Tom DeBusque wanted to talk, and he expected me to listen, so that is how it went. "You drove all the way out here from where, young man?"

"North Dakota, sir," was all I got out and he was off and running.

"North Dakota is a cold, god-forsaken, wasteland, full of nuclear bombs and crazy northerners. I am glad you've got the good sense to get the hell out of such a cold and impersonal place. I spent far too much time in North Dakota, because some of our defense contracts require site visits, and I can tell you, young fella, that I couldn't wait to get home and shake the dust of North Dakota off my shoes..."

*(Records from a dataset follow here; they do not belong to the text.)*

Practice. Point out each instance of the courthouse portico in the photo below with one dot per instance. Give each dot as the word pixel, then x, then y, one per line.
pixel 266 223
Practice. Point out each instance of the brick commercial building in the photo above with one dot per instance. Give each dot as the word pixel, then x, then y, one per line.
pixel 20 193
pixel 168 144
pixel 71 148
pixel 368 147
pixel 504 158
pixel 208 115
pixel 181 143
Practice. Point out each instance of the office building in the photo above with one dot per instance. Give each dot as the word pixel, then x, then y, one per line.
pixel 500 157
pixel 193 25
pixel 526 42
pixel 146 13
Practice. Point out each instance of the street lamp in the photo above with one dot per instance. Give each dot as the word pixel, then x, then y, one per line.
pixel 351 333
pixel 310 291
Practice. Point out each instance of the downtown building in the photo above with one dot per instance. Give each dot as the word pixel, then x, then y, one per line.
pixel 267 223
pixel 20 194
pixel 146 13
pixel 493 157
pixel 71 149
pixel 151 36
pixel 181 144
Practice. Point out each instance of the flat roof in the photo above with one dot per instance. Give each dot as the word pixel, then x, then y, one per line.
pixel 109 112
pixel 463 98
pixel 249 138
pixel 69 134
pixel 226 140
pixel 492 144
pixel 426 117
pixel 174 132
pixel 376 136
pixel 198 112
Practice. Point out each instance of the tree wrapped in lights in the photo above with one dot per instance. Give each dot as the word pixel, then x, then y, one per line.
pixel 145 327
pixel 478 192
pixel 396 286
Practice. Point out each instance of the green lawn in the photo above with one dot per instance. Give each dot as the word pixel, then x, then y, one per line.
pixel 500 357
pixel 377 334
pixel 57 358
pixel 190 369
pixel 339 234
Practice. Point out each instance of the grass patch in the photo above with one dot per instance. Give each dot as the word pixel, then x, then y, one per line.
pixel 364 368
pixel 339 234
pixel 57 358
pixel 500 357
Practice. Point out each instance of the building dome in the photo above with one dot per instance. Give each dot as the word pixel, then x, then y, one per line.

Tom was happy. I could see the happiness in his face as he talked about Jonesville, the family he'd been able to meet over the years, and what The DeBusque Company did that was so profitable. "We make things that the missile makers have to have, or their million dollar bombs won't work. We do it well. We do it in America. And we do it for a far better price than anyone would even think about, because we do it right."